Frequently Asked Questions

This section provides answers to frequently asked questions about the GenAI IDP Accelerator CDK implementation.

General Questions

What is the GenAI IDP Accelerator?

The GenAI Intelligent Document Processing (IDP) Accelerator is a comprehensive solution for transforming unstructured documents into structured data using AWS's AI/ML services. It provides a modular, customizable approach to document processing workflows.

What is the difference between the original GenAI IDP Accelerator and this CDK implementation?

The original GenAI IDP Accelerator is implemented as a CloudFormation template, while this project is a modular AWS CDK implementation. The CDK implementation provides more flexibility for customization and integration with existing infrastructure.

What AWS services does the GenAI IDP Accelerator use?

The GenAI IDP Accelerator uses a variety of AWS services, including:

Amazon S3 for document storage
AWS Lambda for serverless processing
AWS Step Functions for workflow orchestration
Amazon Bedrock for generative AI capabilities
Amazon Textract for OCR and basic extraction
Amazon Comprehend for entity recognition
Amazon SageMaker for custom ML models
Amazon DynamoDB for metadata storage

What document types are supported?

The GenAI IDP Accelerator supports a wide range of document types, including:

PDF documents
Image files (JPEG, PNG, TIFF)
Microsoft Office documents (Word, Excel)
Text files

The specific document types supported may vary depending on the processing pattern used.

Technical Questions

What is AWS CDK?

AWS Cloud Development Kit (CDK) is an open-source software development framework for defining cloud infrastructure as code using familiar programming languages. The GenAI IDP Accelerator uses TypeScript for its CDK implementation.

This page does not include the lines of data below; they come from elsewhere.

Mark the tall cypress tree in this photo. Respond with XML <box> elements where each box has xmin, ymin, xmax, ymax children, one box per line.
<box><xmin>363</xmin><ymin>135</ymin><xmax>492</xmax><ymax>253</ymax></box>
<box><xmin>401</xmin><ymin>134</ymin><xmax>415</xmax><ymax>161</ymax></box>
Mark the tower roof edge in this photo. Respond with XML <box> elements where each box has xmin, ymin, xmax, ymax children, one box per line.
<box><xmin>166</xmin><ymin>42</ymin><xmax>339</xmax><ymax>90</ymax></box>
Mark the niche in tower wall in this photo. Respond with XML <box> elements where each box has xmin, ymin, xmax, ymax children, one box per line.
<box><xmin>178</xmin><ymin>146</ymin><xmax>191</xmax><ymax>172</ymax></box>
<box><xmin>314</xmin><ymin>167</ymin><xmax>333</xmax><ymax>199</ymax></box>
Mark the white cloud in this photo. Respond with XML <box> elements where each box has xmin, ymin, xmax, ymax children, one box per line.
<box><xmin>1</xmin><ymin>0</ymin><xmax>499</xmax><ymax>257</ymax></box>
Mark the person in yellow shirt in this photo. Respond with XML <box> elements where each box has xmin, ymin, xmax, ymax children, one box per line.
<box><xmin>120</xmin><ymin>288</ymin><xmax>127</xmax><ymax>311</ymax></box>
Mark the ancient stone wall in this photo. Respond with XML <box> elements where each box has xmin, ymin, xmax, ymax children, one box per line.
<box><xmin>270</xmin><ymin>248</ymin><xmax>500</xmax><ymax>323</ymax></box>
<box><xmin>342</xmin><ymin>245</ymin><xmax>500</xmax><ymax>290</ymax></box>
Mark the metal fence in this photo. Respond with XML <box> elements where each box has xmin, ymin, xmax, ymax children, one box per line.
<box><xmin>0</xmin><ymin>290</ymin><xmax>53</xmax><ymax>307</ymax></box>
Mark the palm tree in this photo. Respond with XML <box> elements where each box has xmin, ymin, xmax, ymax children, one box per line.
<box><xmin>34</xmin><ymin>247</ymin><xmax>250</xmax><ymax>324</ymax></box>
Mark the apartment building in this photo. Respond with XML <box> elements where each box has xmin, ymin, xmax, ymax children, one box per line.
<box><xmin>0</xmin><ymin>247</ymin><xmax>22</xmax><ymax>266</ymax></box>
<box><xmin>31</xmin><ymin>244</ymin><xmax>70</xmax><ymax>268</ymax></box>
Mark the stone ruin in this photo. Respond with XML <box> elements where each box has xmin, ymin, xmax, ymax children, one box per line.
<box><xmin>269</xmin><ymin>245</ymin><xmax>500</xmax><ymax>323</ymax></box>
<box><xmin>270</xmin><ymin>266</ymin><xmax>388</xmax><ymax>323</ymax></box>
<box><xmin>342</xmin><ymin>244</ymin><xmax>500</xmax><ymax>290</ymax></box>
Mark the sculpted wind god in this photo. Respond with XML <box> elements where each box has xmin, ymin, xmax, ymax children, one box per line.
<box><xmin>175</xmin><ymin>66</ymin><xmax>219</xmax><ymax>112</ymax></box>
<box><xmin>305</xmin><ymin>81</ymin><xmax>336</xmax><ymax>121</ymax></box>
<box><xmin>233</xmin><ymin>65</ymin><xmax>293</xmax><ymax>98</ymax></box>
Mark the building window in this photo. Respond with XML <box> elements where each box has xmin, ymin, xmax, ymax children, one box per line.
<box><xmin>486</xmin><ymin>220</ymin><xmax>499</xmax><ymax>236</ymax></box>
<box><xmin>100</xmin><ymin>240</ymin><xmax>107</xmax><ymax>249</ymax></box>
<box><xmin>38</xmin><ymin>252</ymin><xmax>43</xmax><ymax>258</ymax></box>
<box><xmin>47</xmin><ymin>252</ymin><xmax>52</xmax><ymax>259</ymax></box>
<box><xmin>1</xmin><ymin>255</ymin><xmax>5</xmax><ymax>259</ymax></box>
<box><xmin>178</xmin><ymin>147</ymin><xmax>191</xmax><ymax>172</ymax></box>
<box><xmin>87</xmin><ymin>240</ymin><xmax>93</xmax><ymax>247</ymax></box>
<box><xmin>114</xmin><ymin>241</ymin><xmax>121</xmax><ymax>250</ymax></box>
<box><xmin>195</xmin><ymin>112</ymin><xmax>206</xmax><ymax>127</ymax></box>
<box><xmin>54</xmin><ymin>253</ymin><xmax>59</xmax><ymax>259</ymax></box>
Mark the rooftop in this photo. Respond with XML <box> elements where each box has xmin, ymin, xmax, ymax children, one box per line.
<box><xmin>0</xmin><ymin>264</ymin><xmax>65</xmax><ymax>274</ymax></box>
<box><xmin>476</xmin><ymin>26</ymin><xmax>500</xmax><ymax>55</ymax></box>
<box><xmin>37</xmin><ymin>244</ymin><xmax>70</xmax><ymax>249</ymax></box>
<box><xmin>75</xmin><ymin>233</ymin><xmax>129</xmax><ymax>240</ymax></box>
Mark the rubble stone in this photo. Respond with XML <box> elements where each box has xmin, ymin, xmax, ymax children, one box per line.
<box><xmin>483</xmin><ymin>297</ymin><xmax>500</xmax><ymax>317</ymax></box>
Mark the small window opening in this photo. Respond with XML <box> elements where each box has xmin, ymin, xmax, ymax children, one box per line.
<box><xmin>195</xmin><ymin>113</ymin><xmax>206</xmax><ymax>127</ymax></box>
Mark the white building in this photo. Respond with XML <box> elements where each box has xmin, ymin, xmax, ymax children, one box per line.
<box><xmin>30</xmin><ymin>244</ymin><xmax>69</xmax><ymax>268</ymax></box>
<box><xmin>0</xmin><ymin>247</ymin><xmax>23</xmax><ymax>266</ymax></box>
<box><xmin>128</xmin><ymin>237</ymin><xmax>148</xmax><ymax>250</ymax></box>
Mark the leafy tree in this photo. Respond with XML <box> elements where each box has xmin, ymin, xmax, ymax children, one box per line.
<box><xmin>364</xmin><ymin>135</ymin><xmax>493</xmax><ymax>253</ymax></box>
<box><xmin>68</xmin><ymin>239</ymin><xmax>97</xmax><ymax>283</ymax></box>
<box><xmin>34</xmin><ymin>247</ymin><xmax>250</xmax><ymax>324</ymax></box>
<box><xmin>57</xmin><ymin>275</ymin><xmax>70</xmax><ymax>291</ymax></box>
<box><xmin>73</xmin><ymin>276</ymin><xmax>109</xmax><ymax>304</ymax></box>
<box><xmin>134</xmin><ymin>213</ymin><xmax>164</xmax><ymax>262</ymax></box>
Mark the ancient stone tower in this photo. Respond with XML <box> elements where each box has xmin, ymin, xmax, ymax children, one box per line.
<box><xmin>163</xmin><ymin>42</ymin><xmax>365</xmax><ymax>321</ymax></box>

What are the different processing patterns?

The GenAI IDP Accelerator supports three main processing patterns:

Pattern 1: Uses Amazon Bedrock Data Automation for document processing with minimal custom code
Pattern 2: Implements custom extraction logic using Amazon Bedrock foundation models
Pattern 3: Utilizes custom SageMaker endpoints for specialized document processing tasks

How do I choose the right processing pattern?

The choice of processing pattern depends on your specific requirements:

Pattern 1 is ideal for standard document types with well-defined structures
Pattern 2 provides more flexibility for complex document formats
Pattern 3 is best for specialized document processing tasks or when you need to use custom ML models

Can I customize the processing workflow?

Yes, the GenAI IDP Accelerator is designed to be customizable. You can:

Modify the Step Functions workflow
Add custom Lambda functions
Integrate with additional AWS services
Implement custom document processing logic

How does the solution scale?

The GenAI IDP Accelerator is built on serverless AWS services, which automatically scale based on demand. The solution can handle from a few documents to millions of documents without manual scaling.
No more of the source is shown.